Hace unos años atrás visité Singapur para conocer su formación de profesores. El docente es un formador de personas. El desarrollo de las habilidades “blandas” es la principal tarea, pues son las que permiten formar el carácter. La responsabilidad, el esfuerzo, la iniciativa propia, el respeto, la tolerancia a la frustración son habilidades que se cultivan a través del desarrollo de habilidades físicas y cognitivas, y la adquisición de conocimiento. En los primeros años, durante la educación parvularia y la primaria, estimular la curiosidad innata de los niños junto con la creatividad es una de las tareas fundamentales del educador. Y para ello las matemáticas, los acertijos, el lenguaje, los fenómenos naturales, el arte son un gran instrumento. Me explicaban que sin esta experiencia del asombro no sería posible el enorme esfuerzo que realizan en la secundaria para buscar las respuestas.

¡Qué importante papel tienen las educadoras y los docentes en la formación de nuestros hijos! Si tuvieron suerte, les habrá tocado alguna vez en sus vidas un profesor que logró despertar en ustedes la curiosidad. Yo tuve la suerte de conocer a Ernesto Rodríguez Serra, un maestro por excelencia. El don de Ernesto no era la respuesta, sino la pregunta. Su amor por la poesía, filosofía y música era contagioso, lograba que hasta una piedra se conmoviera con un poema de Hölderlin o un pensamiento de Heidegger. Su búsqueda era auténtica, era una búsqueda existencial, sin pretensiones intelectuales, en absoluto pedante, sí apasionada, incluso desbocada; como toda genuina búsqueda. Era esa pasión de Ernesto la que lograba transmitir la maravilla, el asombro, que él sentía que latía en el fenómeno que quería expresar. Esa experiencia eléctrica que él generaba es la clave de un buen profesor. Por lo general, las personas con algo de talento son capaces de describir el asombro o comunicar una experiencia de asombro, pero Ernesto era capaz de hacer vivir al otro la experiencia sublime del asombro; ese talento único de él. Qué manera de extrañar a Ernesto.
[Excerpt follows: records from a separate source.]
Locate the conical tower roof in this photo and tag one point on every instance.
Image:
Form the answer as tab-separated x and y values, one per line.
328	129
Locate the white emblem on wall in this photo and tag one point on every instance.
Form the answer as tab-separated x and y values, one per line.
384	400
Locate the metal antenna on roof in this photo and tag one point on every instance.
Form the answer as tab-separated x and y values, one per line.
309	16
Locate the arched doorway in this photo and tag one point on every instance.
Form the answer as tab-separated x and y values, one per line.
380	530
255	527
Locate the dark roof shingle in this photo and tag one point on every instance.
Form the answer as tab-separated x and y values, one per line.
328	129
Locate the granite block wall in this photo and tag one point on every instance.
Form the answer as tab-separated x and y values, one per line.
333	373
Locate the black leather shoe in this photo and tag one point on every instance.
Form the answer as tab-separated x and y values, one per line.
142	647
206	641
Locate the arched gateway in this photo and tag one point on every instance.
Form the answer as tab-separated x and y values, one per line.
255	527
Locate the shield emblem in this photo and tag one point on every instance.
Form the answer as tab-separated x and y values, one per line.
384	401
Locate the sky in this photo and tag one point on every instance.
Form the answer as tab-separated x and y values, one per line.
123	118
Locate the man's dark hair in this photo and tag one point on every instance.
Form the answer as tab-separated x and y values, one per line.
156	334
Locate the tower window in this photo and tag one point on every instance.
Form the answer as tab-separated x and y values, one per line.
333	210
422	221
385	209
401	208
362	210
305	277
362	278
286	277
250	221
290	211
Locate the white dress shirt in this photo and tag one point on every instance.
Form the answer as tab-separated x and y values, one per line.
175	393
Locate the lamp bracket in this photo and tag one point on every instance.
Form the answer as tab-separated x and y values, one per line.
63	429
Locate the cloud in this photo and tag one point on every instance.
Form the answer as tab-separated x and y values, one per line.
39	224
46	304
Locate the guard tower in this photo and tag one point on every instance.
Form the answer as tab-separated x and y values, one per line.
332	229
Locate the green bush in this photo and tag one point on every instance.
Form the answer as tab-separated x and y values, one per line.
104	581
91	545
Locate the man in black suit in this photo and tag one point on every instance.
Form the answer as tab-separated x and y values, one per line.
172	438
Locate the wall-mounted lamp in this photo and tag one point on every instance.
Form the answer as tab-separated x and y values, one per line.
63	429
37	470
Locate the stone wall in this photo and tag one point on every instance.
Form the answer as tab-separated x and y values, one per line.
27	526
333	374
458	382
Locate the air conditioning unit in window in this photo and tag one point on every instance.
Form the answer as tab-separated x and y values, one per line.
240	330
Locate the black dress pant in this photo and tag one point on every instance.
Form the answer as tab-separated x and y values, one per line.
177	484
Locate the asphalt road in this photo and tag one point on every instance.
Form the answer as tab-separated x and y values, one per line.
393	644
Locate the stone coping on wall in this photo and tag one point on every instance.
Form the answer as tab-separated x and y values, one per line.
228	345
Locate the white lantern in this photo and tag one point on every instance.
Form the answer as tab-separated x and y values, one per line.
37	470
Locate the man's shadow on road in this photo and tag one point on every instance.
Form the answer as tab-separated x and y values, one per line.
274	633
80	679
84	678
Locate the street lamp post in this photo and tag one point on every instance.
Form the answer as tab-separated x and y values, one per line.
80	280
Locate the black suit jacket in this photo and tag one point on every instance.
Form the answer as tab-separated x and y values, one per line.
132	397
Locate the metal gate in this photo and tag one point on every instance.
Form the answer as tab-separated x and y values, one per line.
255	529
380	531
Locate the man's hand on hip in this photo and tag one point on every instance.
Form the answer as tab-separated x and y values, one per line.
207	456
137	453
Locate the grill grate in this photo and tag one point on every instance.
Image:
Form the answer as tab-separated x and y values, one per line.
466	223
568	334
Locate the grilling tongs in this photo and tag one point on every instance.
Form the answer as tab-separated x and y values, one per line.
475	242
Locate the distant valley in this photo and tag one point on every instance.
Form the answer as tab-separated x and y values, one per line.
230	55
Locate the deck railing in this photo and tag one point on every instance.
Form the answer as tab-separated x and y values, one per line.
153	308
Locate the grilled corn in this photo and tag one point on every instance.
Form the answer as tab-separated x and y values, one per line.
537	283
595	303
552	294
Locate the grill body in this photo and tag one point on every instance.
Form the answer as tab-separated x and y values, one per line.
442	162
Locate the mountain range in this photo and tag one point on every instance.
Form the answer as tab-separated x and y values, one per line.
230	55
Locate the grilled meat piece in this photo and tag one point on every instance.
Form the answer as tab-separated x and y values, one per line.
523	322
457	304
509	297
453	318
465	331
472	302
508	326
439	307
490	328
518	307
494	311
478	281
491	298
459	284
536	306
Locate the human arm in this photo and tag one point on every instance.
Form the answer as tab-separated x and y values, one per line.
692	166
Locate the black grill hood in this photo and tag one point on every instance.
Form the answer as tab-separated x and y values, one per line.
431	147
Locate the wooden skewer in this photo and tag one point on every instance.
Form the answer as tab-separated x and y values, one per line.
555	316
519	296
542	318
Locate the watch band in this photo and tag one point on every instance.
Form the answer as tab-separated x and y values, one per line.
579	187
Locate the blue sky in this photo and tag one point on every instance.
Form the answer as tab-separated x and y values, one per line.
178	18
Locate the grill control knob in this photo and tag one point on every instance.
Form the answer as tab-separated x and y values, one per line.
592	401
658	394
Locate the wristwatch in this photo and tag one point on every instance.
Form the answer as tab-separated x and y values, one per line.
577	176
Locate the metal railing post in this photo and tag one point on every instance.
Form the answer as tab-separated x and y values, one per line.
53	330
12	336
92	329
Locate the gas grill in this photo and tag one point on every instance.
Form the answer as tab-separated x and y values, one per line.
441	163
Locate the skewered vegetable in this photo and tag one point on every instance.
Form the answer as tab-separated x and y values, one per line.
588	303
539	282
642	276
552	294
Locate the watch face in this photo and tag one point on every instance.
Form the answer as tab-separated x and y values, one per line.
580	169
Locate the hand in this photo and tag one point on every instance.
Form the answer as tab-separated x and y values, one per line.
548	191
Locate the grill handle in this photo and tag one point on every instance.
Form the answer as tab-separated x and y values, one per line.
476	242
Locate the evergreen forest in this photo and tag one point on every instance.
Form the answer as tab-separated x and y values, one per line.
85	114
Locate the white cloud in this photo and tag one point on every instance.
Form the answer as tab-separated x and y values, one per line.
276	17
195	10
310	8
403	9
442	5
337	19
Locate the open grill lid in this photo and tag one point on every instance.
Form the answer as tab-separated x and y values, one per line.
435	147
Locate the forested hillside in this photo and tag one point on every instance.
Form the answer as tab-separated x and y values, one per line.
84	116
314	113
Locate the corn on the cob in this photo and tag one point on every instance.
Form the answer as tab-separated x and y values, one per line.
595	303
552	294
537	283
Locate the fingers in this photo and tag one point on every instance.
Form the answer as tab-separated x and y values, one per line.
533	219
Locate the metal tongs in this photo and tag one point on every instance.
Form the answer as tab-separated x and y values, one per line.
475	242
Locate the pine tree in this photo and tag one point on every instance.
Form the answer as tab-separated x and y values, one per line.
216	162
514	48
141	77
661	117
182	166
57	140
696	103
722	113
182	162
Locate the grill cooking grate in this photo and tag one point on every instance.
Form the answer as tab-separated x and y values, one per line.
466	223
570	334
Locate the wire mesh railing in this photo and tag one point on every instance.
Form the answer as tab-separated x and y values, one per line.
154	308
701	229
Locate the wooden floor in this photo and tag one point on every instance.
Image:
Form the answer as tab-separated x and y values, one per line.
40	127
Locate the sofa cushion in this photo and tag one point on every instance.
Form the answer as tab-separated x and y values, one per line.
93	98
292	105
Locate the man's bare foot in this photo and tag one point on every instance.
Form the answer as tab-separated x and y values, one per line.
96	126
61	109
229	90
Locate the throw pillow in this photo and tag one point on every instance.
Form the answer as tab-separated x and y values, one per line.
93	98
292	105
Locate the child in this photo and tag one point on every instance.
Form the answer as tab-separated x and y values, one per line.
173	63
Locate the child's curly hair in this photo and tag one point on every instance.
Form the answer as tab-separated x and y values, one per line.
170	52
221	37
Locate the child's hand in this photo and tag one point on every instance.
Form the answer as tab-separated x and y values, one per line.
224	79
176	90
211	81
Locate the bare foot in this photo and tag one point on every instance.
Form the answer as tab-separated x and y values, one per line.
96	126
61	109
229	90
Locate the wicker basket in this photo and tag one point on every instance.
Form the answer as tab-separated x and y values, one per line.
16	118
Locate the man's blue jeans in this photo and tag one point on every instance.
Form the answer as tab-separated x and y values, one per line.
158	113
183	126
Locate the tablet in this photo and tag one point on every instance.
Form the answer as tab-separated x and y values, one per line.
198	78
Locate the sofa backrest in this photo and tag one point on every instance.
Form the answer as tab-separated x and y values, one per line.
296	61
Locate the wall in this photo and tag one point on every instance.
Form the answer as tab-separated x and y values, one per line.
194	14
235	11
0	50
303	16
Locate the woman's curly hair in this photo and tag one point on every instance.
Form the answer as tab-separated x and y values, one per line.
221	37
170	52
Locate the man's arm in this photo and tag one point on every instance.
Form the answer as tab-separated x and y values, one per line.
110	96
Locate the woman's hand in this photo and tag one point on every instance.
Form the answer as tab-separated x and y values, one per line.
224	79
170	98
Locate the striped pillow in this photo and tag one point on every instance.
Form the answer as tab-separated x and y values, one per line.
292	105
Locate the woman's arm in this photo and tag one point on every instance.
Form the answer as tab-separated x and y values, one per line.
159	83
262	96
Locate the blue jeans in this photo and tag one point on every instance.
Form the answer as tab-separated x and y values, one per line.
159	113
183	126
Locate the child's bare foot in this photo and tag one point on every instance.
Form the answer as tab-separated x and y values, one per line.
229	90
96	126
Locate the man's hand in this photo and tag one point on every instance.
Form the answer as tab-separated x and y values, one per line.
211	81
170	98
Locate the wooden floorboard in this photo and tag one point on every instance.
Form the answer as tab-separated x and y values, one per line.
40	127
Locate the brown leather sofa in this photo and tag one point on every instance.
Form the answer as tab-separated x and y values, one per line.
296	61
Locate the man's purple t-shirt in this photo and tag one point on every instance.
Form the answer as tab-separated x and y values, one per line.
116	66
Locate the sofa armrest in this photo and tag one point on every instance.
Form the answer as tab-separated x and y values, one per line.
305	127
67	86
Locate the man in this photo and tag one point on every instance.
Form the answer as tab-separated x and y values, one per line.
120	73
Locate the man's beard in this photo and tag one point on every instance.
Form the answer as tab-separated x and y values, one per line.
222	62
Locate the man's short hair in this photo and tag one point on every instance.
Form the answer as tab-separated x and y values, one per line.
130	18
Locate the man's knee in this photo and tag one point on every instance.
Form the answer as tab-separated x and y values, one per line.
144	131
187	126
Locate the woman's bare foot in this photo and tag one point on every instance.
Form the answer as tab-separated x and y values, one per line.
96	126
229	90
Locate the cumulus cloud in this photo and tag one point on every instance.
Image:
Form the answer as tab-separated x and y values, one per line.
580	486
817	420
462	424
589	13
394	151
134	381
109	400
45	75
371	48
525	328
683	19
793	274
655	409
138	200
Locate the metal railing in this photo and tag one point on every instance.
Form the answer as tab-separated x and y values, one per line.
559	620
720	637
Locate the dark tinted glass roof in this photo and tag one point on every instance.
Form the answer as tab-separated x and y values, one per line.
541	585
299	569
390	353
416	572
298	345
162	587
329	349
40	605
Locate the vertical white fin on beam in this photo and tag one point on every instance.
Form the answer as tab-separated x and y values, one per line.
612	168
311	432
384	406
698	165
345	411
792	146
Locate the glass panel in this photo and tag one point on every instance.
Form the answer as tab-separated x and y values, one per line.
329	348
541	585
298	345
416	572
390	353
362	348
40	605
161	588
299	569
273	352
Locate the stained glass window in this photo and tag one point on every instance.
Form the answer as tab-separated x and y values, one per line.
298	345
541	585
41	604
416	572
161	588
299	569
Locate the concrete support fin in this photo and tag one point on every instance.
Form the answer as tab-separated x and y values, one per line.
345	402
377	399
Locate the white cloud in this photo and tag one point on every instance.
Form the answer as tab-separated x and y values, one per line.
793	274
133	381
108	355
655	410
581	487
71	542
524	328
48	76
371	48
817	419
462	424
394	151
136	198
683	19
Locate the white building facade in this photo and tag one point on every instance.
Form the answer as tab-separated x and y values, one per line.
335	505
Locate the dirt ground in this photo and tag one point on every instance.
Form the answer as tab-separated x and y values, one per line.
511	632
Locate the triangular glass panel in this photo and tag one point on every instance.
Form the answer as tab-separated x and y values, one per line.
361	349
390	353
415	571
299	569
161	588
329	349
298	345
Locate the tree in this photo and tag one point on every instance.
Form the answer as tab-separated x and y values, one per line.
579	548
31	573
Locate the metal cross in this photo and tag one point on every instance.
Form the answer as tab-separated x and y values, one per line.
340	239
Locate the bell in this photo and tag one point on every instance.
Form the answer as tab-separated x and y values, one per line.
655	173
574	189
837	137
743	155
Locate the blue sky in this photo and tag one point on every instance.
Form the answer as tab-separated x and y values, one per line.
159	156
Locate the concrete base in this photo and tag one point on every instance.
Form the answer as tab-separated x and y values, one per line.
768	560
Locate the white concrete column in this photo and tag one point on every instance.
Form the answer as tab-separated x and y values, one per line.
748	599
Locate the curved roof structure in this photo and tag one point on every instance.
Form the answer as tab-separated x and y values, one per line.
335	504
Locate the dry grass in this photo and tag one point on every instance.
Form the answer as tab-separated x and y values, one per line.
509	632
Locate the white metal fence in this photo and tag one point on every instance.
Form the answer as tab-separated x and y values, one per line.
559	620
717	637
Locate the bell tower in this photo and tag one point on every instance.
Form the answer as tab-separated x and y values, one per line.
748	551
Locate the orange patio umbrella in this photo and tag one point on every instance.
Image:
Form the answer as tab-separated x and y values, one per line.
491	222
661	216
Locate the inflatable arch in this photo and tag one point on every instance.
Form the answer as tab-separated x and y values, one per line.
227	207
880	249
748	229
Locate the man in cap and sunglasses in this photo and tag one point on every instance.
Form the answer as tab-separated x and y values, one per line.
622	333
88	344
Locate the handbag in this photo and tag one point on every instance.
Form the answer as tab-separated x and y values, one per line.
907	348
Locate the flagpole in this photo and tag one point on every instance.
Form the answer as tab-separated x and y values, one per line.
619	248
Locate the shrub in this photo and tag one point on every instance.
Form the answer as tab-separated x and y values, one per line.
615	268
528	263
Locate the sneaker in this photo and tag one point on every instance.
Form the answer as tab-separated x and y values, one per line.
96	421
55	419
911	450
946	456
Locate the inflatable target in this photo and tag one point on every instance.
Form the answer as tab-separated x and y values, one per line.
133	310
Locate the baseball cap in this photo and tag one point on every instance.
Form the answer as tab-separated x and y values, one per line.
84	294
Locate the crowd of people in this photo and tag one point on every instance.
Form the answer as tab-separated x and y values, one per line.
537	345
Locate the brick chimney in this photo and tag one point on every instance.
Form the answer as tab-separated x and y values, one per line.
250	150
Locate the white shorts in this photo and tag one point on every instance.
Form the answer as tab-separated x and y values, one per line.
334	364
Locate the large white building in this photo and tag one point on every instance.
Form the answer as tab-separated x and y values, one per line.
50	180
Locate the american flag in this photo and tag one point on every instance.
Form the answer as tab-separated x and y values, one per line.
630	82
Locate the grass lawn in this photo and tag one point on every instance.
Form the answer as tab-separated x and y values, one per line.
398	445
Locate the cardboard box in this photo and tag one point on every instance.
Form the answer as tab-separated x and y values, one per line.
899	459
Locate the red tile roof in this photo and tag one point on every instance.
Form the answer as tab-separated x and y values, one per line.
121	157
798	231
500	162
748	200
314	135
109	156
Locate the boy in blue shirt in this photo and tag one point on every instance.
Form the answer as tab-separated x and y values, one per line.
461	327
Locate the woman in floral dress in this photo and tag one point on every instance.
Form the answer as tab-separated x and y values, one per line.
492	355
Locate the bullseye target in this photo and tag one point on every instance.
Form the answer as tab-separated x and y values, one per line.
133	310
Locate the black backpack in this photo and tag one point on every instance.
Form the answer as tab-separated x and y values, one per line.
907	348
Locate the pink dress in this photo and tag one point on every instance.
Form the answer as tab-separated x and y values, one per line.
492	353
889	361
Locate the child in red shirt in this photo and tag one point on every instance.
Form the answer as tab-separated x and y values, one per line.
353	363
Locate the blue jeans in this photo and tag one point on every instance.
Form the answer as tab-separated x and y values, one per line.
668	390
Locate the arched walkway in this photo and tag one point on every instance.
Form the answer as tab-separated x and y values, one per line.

La principal crisis educativa de Chile no está en Atacama, sino al interior de nuestras salas de clases. Si queremos formar personas pensantes, autónomas, proactivas, libres, entonces necesitamos personas curiosas. ¿Cómo cultivar el asombro en nuestros niños y jóvenes de manera que la experiencia escolar tenga sentido para sus vidas? Esta debiera ser la pregunta que debiera guiar el trabajo de las comunidades educativas y las políticas públicas. Relevar el asombro como experiencia vital fundamental es mi deseo para este 2024.